New coach must understand Indian culture, says Dhoni
By Sudipto Ganguly
MUMBAI (Reuters) - India's next cricket coach should have a clear understanding of the country's diverse culture, limited-overs captain Mahendra Singh Dhoni said on Tuesday.
India have been without a full-time coach since Ravi Shastri's two-year tenure as team director ended with the hosts' defeat in the semi-finals of this year's World Twenty20.
In the advertisement for the coach's job, the Indian cricket board (BCCI) said the ability to communicate in an Indian language was desirable but not mandatory.
"We do not face much problem with communication," Dhoni told reporters on the eve of the Indian team's departure for a limited-overs series in Zimbabwe.
"With the players coming in these days, English I don't think is a big barrier. There are also other players who take the initiative to help anybody in the team who does not understand."
Players in the Indian team often come from different parts of the country, speaking different languages and having diverse cultures.
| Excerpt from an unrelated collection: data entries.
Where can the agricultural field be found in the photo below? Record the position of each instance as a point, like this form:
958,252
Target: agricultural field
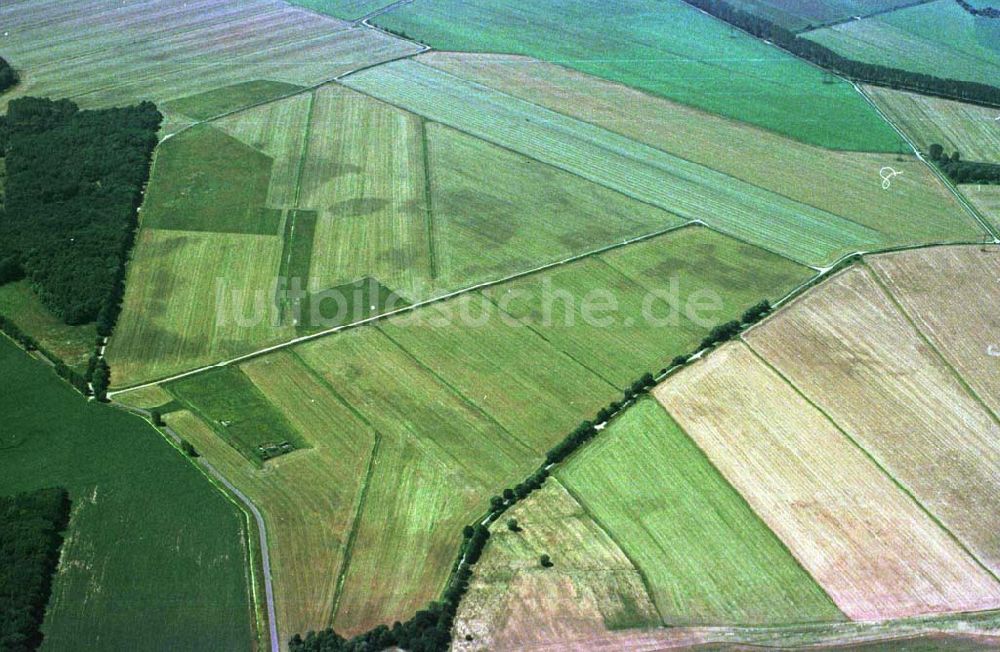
457,401
664,47
692,191
73,344
705,556
950,295
513,603
969,129
797,15
894,396
497,212
936,38
871,547
916,208
168,50
986,199
139,510
368,184
309,497
345,9
665,293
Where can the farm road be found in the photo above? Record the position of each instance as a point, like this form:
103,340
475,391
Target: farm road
272,620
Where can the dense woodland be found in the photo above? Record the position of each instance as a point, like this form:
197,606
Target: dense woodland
8,77
859,71
73,182
31,526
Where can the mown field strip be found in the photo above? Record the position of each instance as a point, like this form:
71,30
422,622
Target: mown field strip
938,38
706,556
916,208
951,293
891,393
364,174
593,585
971,130
868,544
692,191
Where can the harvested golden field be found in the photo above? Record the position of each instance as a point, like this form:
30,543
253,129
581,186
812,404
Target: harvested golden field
112,53
364,173
917,206
894,395
867,543
970,129
309,497
192,298
951,293
513,603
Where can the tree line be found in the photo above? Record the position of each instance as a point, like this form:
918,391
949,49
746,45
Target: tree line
870,73
8,76
31,526
430,629
987,12
961,171
74,180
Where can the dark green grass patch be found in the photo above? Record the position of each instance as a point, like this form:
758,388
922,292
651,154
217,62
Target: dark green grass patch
205,180
239,412
154,556
227,99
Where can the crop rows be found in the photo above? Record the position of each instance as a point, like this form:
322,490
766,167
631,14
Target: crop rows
692,191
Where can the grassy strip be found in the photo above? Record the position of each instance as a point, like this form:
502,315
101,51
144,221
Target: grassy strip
430,629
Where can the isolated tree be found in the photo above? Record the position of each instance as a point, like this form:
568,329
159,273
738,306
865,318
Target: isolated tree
101,379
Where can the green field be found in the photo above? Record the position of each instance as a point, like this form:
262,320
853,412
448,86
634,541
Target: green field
706,557
496,212
463,401
689,268
239,412
219,101
938,38
662,46
346,9
691,191
154,555
798,15
205,180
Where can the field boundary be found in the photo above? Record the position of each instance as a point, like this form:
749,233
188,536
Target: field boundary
926,340
596,521
460,395
871,458
972,210
252,516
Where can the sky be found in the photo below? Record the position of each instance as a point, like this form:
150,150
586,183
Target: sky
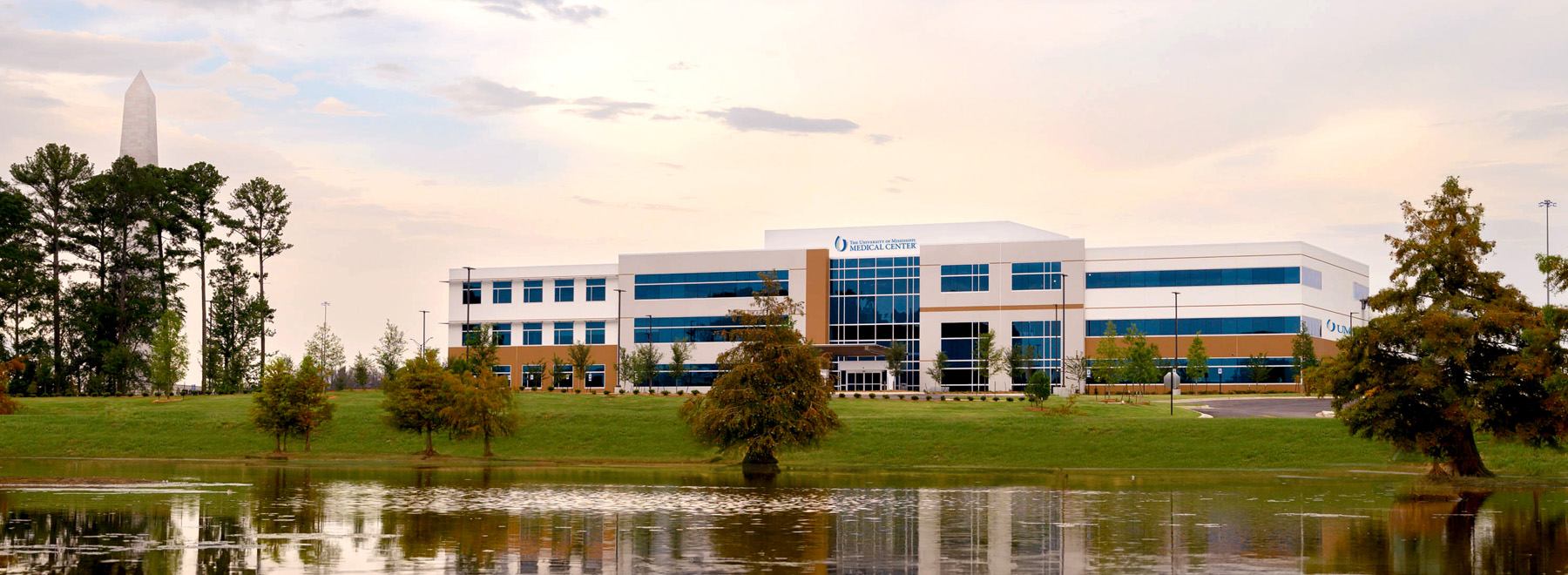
416,137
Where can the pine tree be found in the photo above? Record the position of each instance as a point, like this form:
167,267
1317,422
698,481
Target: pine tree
52,171
262,215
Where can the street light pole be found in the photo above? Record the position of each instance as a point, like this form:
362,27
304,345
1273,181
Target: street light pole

Former team mates Shastri and Sandeep Patil have applied for the position with New Zealand ex-captain Daniel Vettori's name also in the frame for one of the most demanding jobs in international cricket.
The BCCI has put assistant coach Sanjay Bangar in charge for the tour of Zimbabwe beginning on Saturday.
"What's important is what the team require. We need to select the best that is available," said Dhoni, who has led India to both the 50-over and Twenty20 World Cup titles.
"A number of international coaches have a problem with the amount of cricket that we play in a year keeping in mind the family commitments and other factors," Dhoni said.
"One of the most important thing I believe is he should understand our culture. More than the language, one who understands our upbringing and culture will be better with us," he added.
"The coaches who have understood us in the past... we have seen the difference on the field."
Dhoni had formed a formidable partnership with South African coach Gary Kirsten and the duo led India to the top of the World test rankings while also winning the 2011 50-over World Cup at home.
New Zealander John Wright was also a successful coach for India.
Like Shastri, Patil is also eyeing a second spell in charge of the team, having coached them in 1996.
Patil has also coached Kenya, guiding them to the 2003 World Cup semi-finals, and Oman.
Test captain Virat Kohli last month said he had a chat with his Royal Challengers Bangalore coach Vettori regarding the job.
The BCCI has formed a cricket advisory committee comprising former players Sachin Tendulkar, Sourav Ganguly and VVS Laxman who are expected to pick a new coach before the team's tour of West Indies beginning on July 6.